Desliguei com a promessa de ir para seu aniversário. Só em ouvir a palavra aniversário lembro-me o quanto fui negligente com a Ayla, li em seu diário o quanto ela desejava parabéns meu, já que eu sabia que ela estava aniversariando, confesso que só fui lembrar ao recordar que na primeira vez que fomos na clínica ela disse que completava 18 anos na semana seguinte, porém, lembrei tarde, já tinha passado o dia e eu preferi não dizer nada, e ela passou seu dia especial trancada na minha casa enquanto eu trabalhava.

Deitei-me na cama, minha cabeça estava doendo, não havia dormido nada na noite anterior, fechei os olhos, e talvez pelo choro de toda uma noite e do de agora, me ajudou a pegar no sono rapidamente.

Acordei perdida no tempo, olhei para janela e já era início do crepúsculo, me surpreendi negativamente, isso me renderia uma longa noite acordada, levantei e segui para o banheiro, levei meu rosto e desci para sala, lá estava Ayla, sentada no sofá com o braço apoiado no sofá.

— Boa noite! — Minha voz saiu rouca pela longas horas de sono.

Ela se endireitou imediatamente, e logo me respondeu, desanimadamente recordei a ela que ela poderia ficar a vontade, ela nada disse, apenas me deu um sorriso sem mostrar os dentes.

— Estou com fome, não almocei. O que você almoçou? — Questionei.

— Nada, a senhora não desceu.

Estava incrédula, o médico tinha dito que ela precisa se alimentar bem e ela nem sequer havia almoçado só porque eu não desci, caramba! Parece que Ayla não quer fazer por onde vingue essa gravidez.

— Você não pode ficar sem se alimentar, está doida, menina? — Questionei irritada.

— Comi o sorvete que a senhora deixou eu tomar. — Ela murmurou amedrontada.

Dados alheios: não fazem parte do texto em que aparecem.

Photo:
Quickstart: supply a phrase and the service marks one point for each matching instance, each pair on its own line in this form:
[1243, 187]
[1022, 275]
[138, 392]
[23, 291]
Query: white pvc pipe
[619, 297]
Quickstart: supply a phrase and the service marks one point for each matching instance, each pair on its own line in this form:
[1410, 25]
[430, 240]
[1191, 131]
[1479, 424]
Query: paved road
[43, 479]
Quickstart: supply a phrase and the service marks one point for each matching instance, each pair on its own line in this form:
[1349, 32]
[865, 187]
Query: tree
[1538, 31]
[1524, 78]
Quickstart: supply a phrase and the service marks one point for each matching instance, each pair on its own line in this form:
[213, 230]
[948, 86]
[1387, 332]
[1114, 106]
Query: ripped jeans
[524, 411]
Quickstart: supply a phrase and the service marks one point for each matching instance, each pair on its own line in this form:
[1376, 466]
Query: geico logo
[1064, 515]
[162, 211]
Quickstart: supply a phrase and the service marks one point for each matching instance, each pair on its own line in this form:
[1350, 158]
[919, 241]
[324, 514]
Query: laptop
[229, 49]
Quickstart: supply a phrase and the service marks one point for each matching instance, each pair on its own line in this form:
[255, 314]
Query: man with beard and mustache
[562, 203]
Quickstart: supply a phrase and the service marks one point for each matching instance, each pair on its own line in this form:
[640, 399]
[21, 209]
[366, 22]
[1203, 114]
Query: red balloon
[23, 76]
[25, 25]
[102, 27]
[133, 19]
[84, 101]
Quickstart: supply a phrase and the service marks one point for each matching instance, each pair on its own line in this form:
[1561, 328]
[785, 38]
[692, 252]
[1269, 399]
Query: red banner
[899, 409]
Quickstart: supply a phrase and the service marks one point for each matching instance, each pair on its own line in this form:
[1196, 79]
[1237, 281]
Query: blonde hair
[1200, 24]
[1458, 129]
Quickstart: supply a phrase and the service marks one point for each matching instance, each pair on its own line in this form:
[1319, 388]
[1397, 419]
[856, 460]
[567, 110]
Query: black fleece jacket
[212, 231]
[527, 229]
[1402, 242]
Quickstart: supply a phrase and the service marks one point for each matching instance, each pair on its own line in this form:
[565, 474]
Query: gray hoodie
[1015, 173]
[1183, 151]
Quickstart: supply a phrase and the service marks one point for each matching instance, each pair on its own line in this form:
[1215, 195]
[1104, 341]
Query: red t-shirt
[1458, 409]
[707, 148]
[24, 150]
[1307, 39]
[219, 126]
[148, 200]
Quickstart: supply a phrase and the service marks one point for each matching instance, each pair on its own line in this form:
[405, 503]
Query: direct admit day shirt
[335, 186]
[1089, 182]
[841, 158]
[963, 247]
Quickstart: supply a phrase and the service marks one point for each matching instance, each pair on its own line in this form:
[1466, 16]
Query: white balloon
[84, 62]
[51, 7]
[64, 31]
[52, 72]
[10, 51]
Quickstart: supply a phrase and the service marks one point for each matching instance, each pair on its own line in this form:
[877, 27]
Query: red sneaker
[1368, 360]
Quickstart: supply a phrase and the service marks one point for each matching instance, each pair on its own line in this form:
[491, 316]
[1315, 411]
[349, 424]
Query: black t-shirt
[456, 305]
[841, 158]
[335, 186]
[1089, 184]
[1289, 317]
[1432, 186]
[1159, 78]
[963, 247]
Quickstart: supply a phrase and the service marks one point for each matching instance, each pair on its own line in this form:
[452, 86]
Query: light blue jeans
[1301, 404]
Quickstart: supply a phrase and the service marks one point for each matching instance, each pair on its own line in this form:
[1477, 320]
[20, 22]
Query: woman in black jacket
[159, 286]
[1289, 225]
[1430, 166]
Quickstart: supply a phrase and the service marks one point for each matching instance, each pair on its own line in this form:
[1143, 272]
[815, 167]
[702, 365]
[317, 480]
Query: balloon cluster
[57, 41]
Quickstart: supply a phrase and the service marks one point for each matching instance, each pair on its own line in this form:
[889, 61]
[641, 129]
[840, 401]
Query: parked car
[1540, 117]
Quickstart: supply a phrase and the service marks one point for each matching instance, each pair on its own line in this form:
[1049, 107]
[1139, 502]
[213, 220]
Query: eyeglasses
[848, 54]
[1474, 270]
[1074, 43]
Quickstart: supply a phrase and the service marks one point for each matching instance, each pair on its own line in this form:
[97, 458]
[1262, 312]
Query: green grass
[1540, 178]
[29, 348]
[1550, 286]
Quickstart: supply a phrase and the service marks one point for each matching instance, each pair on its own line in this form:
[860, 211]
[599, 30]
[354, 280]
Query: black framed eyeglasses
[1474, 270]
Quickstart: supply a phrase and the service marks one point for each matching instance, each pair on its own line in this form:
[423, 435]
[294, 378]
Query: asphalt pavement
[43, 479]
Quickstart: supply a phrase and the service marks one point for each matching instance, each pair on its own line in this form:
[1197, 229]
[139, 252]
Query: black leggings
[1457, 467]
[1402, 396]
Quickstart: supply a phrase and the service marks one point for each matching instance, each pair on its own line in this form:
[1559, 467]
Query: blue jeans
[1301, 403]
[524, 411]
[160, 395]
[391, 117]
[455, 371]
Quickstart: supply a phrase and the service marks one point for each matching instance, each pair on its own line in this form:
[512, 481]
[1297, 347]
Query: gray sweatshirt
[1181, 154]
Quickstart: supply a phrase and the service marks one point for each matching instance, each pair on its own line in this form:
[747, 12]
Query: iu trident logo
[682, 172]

Aquilo foi como um tiro no meu estômago, me fazendo recordar do porque provavelmente ela não ter ido almoçar. Ela não foi com medo das tantas vezes que bati nela por ela está com fome, ou por ela não pedir primeiro antes de ir comer. Ceus! Meus olhos estavam ardendo como se eu tivesse passado pimenta, senti uma lágrima escorrer e ela me olhar assustada questionando se eu estava bem, se aproximou de mim, segurou delicadamente em meu braço e me arrastou para sentar no sofá, visivelmente preocupada enquanto secava às lágrimas que estavam caindo dos meus olhos.

— Vai dar tudo certo dona Norma, vou conseguir engravidar, não se preocupe, já sou acostumada a ficar sem comer, isso não vai interferir em nada. — Ela sussurrou tentando me acalmar. Porém, o resultado foi oposto, o peso na consciência foi como toneladas chovendo em cima de mim, levei minha mão até seu rosto, — me desculpa? — Pedi com a voz embargada, estava tentando engolir o choro, mas não estava conseguindo.

Ela me olhou confusa, e meus olhos que estavam em seus olhos correram para seus lábios, levei minha mão até seu rosto e a puxei para mim, selando nossos lábios, um selinho, e ela se afastou rapidamente assustada. Ela não me queria mais, era notório, pedi desculpas e chamei para jantar tentando ignorar aquela minha atitude emotiva.